While there's a certain exploratory quality to TDD, it doesn't follow that planning ahead is forbidden. One should, however, be ready to discard any plans if it turns out that the reality (as indicated by the (test) code) doesn't fit the plans. Thus, while an hour of planning can save days of coding, too much planning often turns out to be wasted.
From the OP, it's hard to tell what purpose TDD is intended to serve. Is it to gather feedback on API design ideas? Or is it to create an automated test suite? If the latter, what kind of errors should the tests prevent?
The OP makes it sound as though the code to be driven by tests is mostly mapping code. This kind of code can be tedious to write, but how error-prone is it? How costly is a defect? Do you even need to test it?
Let us assume, however, for the sake of argument, that you need to test-drive this code. What are your options?
Dynamic mocks do, indeed, come with problems as outlined in the OP. What else can one do?
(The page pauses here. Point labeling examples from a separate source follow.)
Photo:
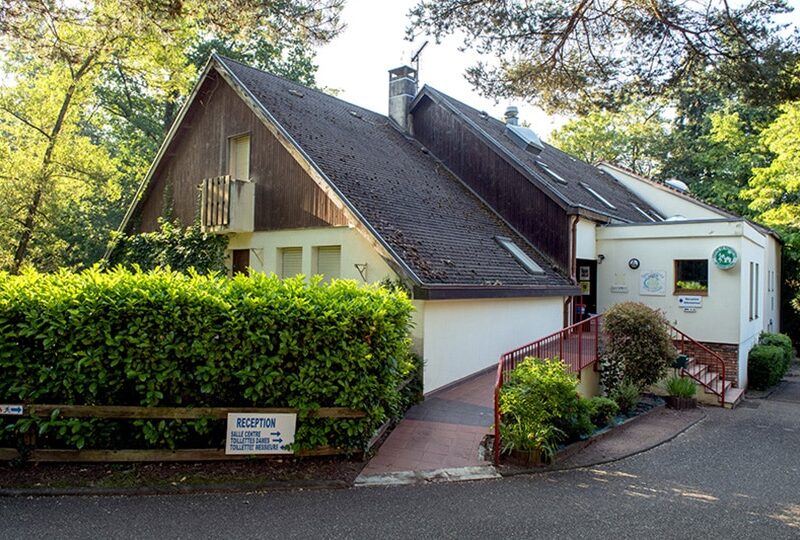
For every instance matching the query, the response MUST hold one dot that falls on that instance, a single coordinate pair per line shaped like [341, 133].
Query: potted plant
[681, 393]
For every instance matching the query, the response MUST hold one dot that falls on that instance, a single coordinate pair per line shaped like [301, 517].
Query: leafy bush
[539, 396]
[784, 342]
[765, 366]
[169, 339]
[602, 410]
[637, 338]
[680, 387]
[172, 246]
[626, 396]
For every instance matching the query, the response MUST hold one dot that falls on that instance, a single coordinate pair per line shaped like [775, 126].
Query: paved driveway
[734, 475]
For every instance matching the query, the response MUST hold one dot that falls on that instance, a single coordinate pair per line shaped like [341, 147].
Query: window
[521, 257]
[291, 262]
[691, 276]
[754, 300]
[329, 262]
[239, 164]
[240, 261]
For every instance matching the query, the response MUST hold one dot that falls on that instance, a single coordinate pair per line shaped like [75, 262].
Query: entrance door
[240, 261]
[587, 279]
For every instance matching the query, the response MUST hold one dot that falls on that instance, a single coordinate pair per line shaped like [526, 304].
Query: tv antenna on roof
[415, 58]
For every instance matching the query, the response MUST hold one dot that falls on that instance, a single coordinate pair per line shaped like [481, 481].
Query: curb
[175, 490]
[556, 468]
[403, 478]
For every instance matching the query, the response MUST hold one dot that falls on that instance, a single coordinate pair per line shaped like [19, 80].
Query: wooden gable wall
[285, 196]
[527, 208]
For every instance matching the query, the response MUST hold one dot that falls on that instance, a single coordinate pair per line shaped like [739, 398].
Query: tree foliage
[90, 86]
[578, 55]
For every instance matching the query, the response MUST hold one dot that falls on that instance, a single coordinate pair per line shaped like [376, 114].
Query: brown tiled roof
[436, 226]
[573, 170]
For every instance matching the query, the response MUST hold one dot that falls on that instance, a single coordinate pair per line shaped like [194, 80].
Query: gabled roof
[438, 232]
[584, 183]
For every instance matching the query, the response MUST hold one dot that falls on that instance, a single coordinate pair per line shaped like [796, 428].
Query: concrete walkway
[442, 432]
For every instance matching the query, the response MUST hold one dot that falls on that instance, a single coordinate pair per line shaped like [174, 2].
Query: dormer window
[522, 258]
[239, 157]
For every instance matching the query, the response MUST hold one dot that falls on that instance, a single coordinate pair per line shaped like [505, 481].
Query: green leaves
[167, 339]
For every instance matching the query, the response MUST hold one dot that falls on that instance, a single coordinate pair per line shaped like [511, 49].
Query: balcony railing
[227, 204]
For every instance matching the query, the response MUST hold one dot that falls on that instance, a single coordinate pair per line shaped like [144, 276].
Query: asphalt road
[734, 475]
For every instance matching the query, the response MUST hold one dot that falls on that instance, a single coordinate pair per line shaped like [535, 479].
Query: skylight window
[645, 214]
[598, 196]
[522, 258]
[552, 174]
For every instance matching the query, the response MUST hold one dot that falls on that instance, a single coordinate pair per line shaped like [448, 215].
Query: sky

A typical object-oriented design may follow a template like the following pseudocode:
GetFooFromAPI(bar)
apiBar = translate bar to API represenation
apiFoo = invoke API with apiBar
foo = translate API foo to external representation
return foo
When designed this way, the API invocation looks like an integral part of the process. Many developers can't think of any other way of making such a design testable than replacing the API with some kind of Test Double.
And you can certainly do that, but if so, consider using state-based testing instead of interaction-based testing.
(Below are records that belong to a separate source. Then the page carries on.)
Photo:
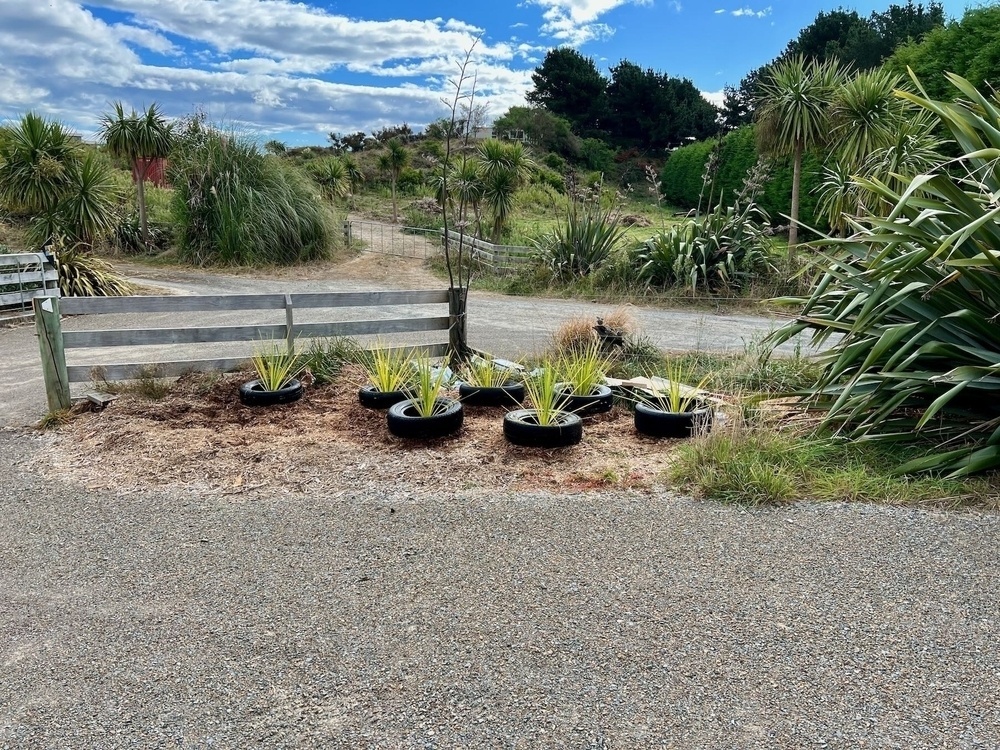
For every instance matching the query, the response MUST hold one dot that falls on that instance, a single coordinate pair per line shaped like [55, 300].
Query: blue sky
[298, 70]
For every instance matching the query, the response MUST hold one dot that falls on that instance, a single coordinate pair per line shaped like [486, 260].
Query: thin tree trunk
[141, 192]
[793, 229]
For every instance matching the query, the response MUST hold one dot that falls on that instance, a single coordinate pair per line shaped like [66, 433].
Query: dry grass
[575, 334]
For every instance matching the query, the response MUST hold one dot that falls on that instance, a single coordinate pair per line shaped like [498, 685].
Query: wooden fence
[499, 257]
[53, 341]
[24, 276]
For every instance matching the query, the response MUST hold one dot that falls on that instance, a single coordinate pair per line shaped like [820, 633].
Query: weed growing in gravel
[762, 463]
[147, 384]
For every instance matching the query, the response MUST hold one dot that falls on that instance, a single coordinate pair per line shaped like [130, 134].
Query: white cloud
[575, 21]
[750, 12]
[262, 65]
[715, 97]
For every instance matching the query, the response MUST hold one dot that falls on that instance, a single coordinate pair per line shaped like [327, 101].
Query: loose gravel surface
[384, 615]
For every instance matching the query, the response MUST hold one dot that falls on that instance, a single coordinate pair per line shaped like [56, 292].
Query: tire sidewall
[253, 393]
[520, 428]
[404, 422]
[507, 395]
[655, 422]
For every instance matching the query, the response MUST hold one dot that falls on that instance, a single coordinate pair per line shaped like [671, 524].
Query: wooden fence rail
[24, 276]
[53, 341]
[497, 256]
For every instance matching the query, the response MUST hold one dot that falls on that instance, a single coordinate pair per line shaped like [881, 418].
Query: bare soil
[201, 436]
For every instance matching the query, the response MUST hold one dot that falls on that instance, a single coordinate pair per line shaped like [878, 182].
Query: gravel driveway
[381, 616]
[378, 615]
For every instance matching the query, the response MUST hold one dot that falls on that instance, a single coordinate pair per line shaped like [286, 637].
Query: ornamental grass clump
[237, 206]
[669, 391]
[583, 369]
[428, 387]
[387, 369]
[547, 397]
[275, 363]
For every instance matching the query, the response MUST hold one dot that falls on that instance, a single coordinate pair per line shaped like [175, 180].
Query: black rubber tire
[373, 398]
[599, 401]
[404, 421]
[252, 393]
[658, 423]
[509, 394]
[521, 428]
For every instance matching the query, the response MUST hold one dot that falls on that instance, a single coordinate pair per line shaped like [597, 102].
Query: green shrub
[581, 244]
[681, 178]
[237, 206]
[724, 249]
As is often the case, being aware of more than one programming paradigm can be helpful. In functional programming (FP), one would often model this kind of problem in a different way. Translation or mapping code can often be regarded as a set parser/writer pairs, or serializer/deserializer pairs.
In FP, one may view the overall action of translating one way, invoking the API, and translating back as function composition:
GetFooFromAPI(bar) = apiFooToFoo(invokeAPI(barToAPIBar(bar))
which one would write mathematically as
GetFooFromAPI = apiFooToFoo ∘ invokeAPI ∘ barToAPIBar
Westeners often find that right-to-left composition order counter-intuitive, so some languages offer other alternatives. In F#, for example, one might express the same idea as:
GetFooFromAPI = barToAPIBar >> invokeAPI >> apiFooToFoo
The point of this digression being that this isn't just an abstract mathematical notion, but a real, practical technique supported by actual, useful programming languages.
In FP, one would often consider function composition as a 'given' - as something not warranting testing, since it's typically built into the language, or at least a general-purpose library function. Thus, what remains to be tested are the translations.
And since such mappings typically are pure functions, they are intrinsically testable.
One could test each individual mapping, or instead test each parser/writer pair as there-and-back-again properties.
In conclusion, there are many options. Choose the one that best solves the problem at hand. This requires first figuring out what that problem is. The 'real' problem rarely is 'how do I TDD this?', but rather a more high-level problem to which TDD may or may not be the answer.